In any case, continued public acceptance of the English medium will
depend on how successful it is in the government school system. There
are already about 10,000 government schools across the island, and
this number will increase when the Ministry of Education creates in
the next few years a system of 1000 well equipped secondary schools
(as envisaged) on par with today’s so-called national or popular
schools; according to its plans, some of these schools will be newly
built, while the rest will be existing schools appropriately upgraded;
they will be located in all the electorates, fairly distributed
according to demand. This is a measure taken in order to put an end to
the current mad rush for securing places in the so-called “popular”
schools in towns that leads many parents to resort to fraudulent
practices such as doctoring documents and bribing school authorities.
An added incentive for them to seek admission for their children to
town schools is that these schools offer the English medium. The
special schools that the Ministry is going to establish in the
provinces should also have this facility.

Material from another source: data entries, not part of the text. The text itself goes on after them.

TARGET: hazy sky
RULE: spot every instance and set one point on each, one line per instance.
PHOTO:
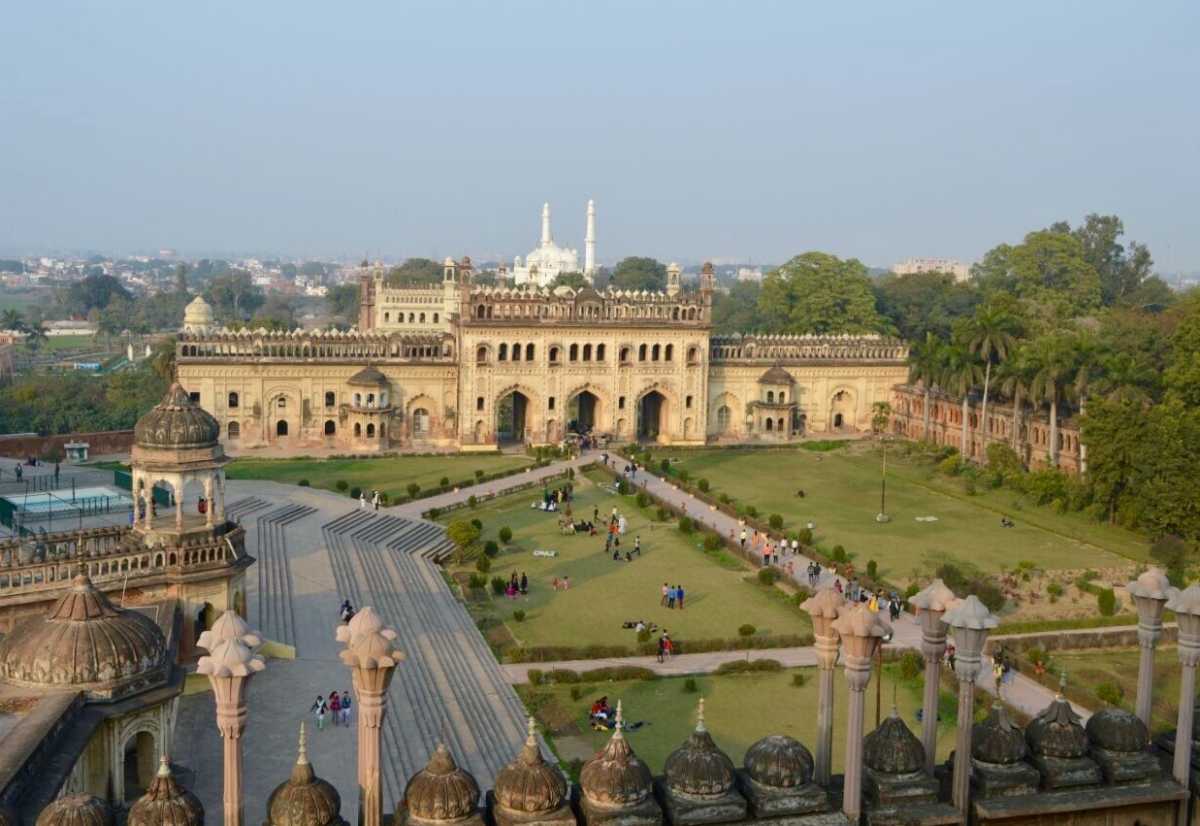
(751, 130)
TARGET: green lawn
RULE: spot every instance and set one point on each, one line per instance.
(738, 711)
(387, 474)
(720, 592)
(843, 496)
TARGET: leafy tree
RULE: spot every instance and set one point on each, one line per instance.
(816, 292)
(637, 273)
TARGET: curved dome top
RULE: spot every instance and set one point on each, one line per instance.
(304, 798)
(85, 644)
(442, 790)
(997, 740)
(616, 777)
(779, 761)
(76, 810)
(166, 803)
(177, 422)
(699, 767)
(1117, 730)
(892, 748)
(529, 784)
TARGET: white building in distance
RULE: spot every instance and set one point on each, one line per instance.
(912, 265)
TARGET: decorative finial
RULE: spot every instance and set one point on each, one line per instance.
(303, 756)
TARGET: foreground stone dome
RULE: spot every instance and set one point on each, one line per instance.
(177, 423)
(76, 810)
(442, 790)
(1117, 730)
(893, 748)
(85, 644)
(699, 767)
(997, 740)
(779, 761)
(616, 777)
(529, 784)
(304, 798)
(166, 803)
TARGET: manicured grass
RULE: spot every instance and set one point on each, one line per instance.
(390, 476)
(843, 496)
(738, 711)
(720, 592)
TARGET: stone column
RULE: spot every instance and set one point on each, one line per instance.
(861, 630)
(229, 665)
(372, 657)
(1150, 593)
(931, 604)
(823, 608)
(971, 621)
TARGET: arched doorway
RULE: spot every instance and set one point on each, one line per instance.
(581, 412)
(511, 417)
(651, 414)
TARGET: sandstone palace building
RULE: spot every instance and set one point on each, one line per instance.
(466, 366)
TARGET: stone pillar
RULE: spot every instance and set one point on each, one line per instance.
(1150, 593)
(823, 608)
(229, 665)
(372, 657)
(971, 621)
(861, 630)
(931, 604)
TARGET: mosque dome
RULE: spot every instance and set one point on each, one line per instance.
(997, 738)
(442, 790)
(304, 798)
(699, 767)
(76, 810)
(529, 784)
(1117, 730)
(1056, 731)
(893, 748)
(616, 777)
(166, 803)
(85, 644)
(779, 761)
(177, 423)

 There are already more than one hundred International Schools in the
country today, and we can only expect more of them to be established
in the future. Begun in the early 1980’s for the children of
expatriates in Sri Lanka working under various projects these schools
were later thrown open to local students too whose parents could
afford to pay high fees for an English medium education of
international standards. At the beginning these International Schools
were mainly located in urban centres such as Colombo and Kandy; but
today they are found even in some remote places, and cater to a mainly
local student population. International Schools are business ventures
registered under the Board of Investment (BOI) and as such do not come
under any government ministry responsible for education. They are
autonomous private institutions the majority of which prepare students
for British examinations.

International schools are probably the least ‘national’ in a vitally
important sense, though not all such institutions would deserve that
description. The education they deal in may be of ‘international’
standards. But if it has no ‘national’ value the country will be just
wasting its resources. The education of the country’s young is an
unavoidable national responsibility that we all share. The government
should help the international schools to be pro-national institutions
without writing them off as a systemic aberration.

Today, the formal education system in Sri Lanka is being subjected to
some profound changes, albeit tacitly. The reintroduction of the
English medium along with the reauthorization of private education
amounts to a virtual reversal of the post-independence reforms,
obviously demanded by the exigencies of the fresh national resurgence
that is taking place in the wake of decades of relative stagnation. In
this context, the state cannot and should not relinquish its
responsibility and initiative in education. Whether the schools are
government or non-government, national or international, they are all
sustained on the country’s wealth, and the people have a right to
demand value for their money. What the country needs out of education
is a generation of young people equipped with the knowledge and
skills, and the moral character necessary to work for the happiness of
all Sri Lankans without discrimination.